Hidden artifacts not being cleaned up

Our TeamCity server is full; it seems the main cause is that artifacts are not being cleaned up correctly.

Each build produces logs and .NET coverage files, which total around 20 MB. With hundreds of builds, these files are occupying the majority of our available disk space.

Since these are hidden artifacts, they reside in the .teamCity folder. Our base clean-up rule is:

In other words, hidden artifacts more than 14 days older than the last build should be cleaned up (except on the default branch, which has special rules).

Our build config keep rules are:

The first keep rule applies only to the default branch. The second applies only to active branches. Therefore, builds in inactive branches should not be affected by these keep rules. (The inherited rule is the base clean-up rule, which is unchanged.)

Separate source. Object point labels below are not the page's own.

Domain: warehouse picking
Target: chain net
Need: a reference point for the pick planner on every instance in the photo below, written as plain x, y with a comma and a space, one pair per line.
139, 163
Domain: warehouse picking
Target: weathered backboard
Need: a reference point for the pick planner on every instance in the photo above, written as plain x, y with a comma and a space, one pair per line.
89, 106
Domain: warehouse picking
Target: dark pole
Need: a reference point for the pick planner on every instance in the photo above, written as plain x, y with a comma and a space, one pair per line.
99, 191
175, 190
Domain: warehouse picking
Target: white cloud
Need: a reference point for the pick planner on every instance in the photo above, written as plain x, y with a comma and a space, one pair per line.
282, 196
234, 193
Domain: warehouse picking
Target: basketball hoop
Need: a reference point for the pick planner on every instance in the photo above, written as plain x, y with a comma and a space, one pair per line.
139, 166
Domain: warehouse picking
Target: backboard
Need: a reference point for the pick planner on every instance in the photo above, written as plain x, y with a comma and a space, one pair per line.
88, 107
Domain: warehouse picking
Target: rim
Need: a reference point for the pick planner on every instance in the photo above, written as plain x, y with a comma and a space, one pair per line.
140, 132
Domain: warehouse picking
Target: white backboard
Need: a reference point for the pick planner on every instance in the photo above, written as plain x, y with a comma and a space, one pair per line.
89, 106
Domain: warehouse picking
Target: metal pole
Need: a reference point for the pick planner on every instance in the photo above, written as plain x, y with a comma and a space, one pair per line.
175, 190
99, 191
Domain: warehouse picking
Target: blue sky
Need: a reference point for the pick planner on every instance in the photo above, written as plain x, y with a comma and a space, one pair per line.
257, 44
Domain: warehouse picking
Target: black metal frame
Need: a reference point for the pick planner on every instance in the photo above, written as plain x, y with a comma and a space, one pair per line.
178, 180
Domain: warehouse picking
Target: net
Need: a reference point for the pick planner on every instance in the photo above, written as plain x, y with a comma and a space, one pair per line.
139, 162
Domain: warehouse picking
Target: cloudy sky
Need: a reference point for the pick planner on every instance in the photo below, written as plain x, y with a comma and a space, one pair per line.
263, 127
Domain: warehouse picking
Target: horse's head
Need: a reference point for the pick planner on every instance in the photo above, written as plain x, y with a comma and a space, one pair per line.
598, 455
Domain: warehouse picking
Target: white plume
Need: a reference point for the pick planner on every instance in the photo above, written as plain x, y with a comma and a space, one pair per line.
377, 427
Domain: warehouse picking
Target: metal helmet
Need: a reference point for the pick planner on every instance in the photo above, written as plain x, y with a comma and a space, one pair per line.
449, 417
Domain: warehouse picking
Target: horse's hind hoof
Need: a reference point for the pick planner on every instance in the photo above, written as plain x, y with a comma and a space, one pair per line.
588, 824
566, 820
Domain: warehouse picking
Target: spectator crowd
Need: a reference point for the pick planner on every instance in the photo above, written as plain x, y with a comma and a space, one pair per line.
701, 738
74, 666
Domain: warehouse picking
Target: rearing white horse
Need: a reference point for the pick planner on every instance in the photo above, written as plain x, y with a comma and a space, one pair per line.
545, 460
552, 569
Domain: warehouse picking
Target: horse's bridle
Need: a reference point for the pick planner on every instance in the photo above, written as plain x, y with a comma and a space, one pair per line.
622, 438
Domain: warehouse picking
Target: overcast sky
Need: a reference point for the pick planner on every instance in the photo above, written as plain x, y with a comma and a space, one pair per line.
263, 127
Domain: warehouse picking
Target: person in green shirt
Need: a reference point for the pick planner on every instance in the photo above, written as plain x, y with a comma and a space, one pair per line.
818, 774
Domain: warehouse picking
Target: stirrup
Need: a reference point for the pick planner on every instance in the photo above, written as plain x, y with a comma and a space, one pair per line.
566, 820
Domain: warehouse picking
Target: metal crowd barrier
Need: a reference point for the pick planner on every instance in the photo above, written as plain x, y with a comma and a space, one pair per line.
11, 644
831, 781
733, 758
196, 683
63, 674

So I would expect the hidden artifacts specified in the base clean-up rule (all files in the .NETCoverage and logs folders) to be cleaned up for all inactive branches.

But if I look at an inactive branch, and check an old build (several weeks, and also three weeks older than the most build in this branch):

then I see that the two artifacts subfolders are not being cleaned up.

On checking the teamcity-cleanup.log, the build ID of the above build seems not to be listed anywhere. It looks like this build (along with many like it) is being skipped, but it is not clear why.

We have no pinned builds and the build config is not used as an artifact dependency in any other build. It is used a snapshot dependency, but we have selected ‘Do not prevent dependency artifacts cleanup’ in the base rule (and throughout all build configs), which according to the TeamCity documentation should be enough to ensure that the builds are cleaned up:

(I think “artifact of snapshot dependency” here is a typo for “artifact or snapshot dependency”.)

I have checked every setting and read every online article that I can find, but I can't find anything to help. It just looks like this isn't working as advertised.

Can anyone advise what I'm doing wrong, or suggest an alternative (automated) way to clean up these hidden artifacts?

(We are using TeamCity 2020.1.2 (build 78726). We'd love to upgrade, but we can't.)

1
8 comments
Hi Neil,

It seems that the behavior you described may be related to https://youtrack.jetbrains.com/issue/TW-59344/Cleanup-does-not-clean-an-artifact-dependency-build-despite-do-not-prevent-cleanup-option-in-the-using-build-configuration-if and/or https://youtrack.jetbrains.com/issue/TW-71735/Cleanup-if-some-keep-rule-has-the-Keep-artifact-dependencies-option-then-the-whole-build-configuration-is-considered-as-having.
Both issues were fixed as of 2021.2.

The recommended way to address this issue would be to update TeamCity. Along with the mentioned fixes, the 2023.11.1 version introduced the option to generate a clean-up debug report for a certain build. If the issue persists after the update, please generate a report for one of the affected builds as explained here (https://youtrack.jetbrains.com/issue/TW-2068/Provide-information-on-reason-builds-are-preserved-during-cleanup#focus=Comments-27-8734009.0-0). Then share the report with us by uploading it to https://uploads.jetbrains.com/ and sharing the upload ID.

It seems that the information from the documentation you are referring to is for the latest TeamCity version as well. The documentation for the 2020.1 version is available here: https://www.jetbrains.com/help/teamcity/2020.1/teamcity-documentation.html. 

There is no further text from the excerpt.